Memasuki penghujung 2025, arah kebijakan itu dinilai berubah. Salah satu langkah yang disebut menandai pelonggaran adalah izin ekspor chip H200 buatan Nvidia ke China, yang merupakan prosesor tercanggih kedua dari perusahaan teknologi tersebut.
Perkembangan terbaru datang dari Taiwan Semiconductor Manufacturing (TSMC). Perusahaan mengatakan pemerintah AS telah memberikan lisensi ekspor tahunan yang memungkinkan impor peralatan dari produsen peralatan chip AS ke fasilitas TSMC di Nanjing, China.
TSMC menyatakan lisensi tersebut dapat digunakan tanpa perlu mengurus lisensi terpisah untuk masing-masing vendor. Perusahaan juga menegaskan operasional dan pengiriman produk tidak terdampak.
“Departemen Perdagangan AS memberikan TSMC Nanjing lisensi ekspor tahunan untuk barang-barang yang dikendalikan ekspor AS dipasok ke TSMC Nanjing tanpa memerlukan lisensi vendor individual,” kata TSMC, dikutip dari Reuters, Jumat (2/1/2026).
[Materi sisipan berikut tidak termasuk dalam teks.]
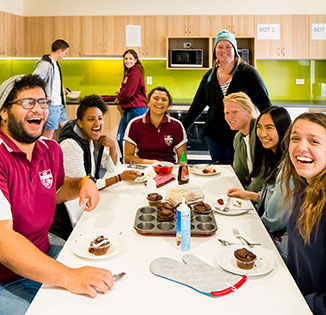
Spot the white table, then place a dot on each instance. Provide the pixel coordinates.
(140, 292)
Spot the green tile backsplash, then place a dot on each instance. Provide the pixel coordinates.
(104, 76)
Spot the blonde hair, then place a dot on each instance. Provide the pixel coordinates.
(312, 208)
(243, 100)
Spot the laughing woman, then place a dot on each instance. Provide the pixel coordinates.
(272, 125)
(155, 136)
(306, 163)
(86, 151)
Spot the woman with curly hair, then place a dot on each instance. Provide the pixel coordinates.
(305, 162)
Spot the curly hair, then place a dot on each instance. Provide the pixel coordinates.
(91, 101)
(315, 199)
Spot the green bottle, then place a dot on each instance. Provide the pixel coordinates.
(183, 173)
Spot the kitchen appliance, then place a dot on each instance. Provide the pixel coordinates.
(244, 54)
(186, 58)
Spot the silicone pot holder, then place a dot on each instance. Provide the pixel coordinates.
(196, 274)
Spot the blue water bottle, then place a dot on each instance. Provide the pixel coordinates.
(183, 226)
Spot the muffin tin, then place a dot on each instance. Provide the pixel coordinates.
(146, 223)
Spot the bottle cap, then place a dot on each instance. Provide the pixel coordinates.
(183, 157)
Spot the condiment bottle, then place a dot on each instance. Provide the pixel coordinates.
(183, 226)
(183, 173)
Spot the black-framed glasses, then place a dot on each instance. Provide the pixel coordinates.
(29, 103)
Sebelumnya, lisensi serupa telah dimiliki perusahaan teknologi lain seperti Samsung Electronics dan SK Hynix. Sejumlah perusahaan tersebut sebelumnya mendapat manfaat dari pengecualian atas pembatasan ekspor chip AS ke China, namun pengecualian itu berakhir pada 31 Desember 2025.
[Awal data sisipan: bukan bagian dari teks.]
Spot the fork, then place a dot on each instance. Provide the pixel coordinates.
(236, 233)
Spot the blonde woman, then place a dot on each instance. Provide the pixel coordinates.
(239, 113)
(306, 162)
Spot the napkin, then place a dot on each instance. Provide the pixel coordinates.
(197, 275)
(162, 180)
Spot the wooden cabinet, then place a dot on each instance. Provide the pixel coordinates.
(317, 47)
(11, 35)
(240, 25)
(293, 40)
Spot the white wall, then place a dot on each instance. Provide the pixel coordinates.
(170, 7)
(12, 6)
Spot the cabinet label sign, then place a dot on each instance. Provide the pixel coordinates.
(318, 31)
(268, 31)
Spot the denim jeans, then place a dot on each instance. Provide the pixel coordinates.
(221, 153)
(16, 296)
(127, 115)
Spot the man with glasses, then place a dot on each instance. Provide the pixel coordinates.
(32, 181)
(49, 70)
Dengan berakhirnya masa pengecualian tersebut, perusahaan-perusahaan terkait harus memperoleh lisensi ekspor AS untuk periode 2026.
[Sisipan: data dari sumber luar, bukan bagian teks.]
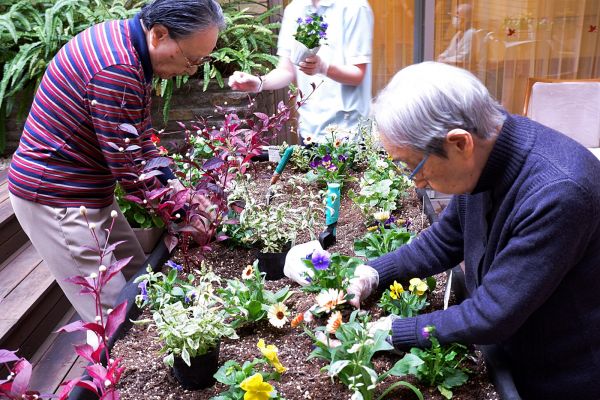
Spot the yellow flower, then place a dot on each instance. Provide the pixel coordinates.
(417, 286)
(270, 353)
(396, 290)
(255, 388)
(334, 322)
(248, 272)
(278, 315)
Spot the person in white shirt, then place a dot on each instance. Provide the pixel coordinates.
(341, 68)
(461, 45)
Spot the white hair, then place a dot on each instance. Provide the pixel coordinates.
(423, 102)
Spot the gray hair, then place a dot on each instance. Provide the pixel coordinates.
(183, 17)
(425, 101)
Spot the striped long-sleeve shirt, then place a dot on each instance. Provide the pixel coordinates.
(69, 150)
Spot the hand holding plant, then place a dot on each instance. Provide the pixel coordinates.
(311, 31)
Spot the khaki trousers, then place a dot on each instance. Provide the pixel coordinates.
(63, 239)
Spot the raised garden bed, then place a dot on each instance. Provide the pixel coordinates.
(147, 375)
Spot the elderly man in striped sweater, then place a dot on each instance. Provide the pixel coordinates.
(99, 80)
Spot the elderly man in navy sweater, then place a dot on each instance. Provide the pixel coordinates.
(525, 218)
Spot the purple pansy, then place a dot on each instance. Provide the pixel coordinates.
(143, 290)
(174, 265)
(321, 259)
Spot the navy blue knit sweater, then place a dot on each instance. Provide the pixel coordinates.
(530, 237)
Fasilitas TSMC di Nanjing memproduksi chip 16 nanometer dan chip “mature node” lainnya, bukan semikonduktor paling canggih perusahaan. Pabrik ini menyumbang sekitar 2,4% dari total pendapatan TSMC pada 2024.
Pada tahun sebelumnya, Departemen Perdagangan AS juga melarang TSMC mengekspor beberapa jenis chip untuk pasar konsumen di China, termasuk chip berdesain 7 nanometer atau yang lebih canggih. Jenis chip tersebut umumnya digunakan perusahaan China untuk akselerator AI dan unit pemrosesan grafis (GPU).
Larangan itu muncul setelah TSMC mengakui salah satu chipnya ditemukan berada dalam proses AI buatan Huawei. Temuan tersebut terungkap setelah Tech Insights membongkar produk terkait, yang kemudian dinilai sebagai pelanggaran terhadap sanksi dagang AS terhadap China.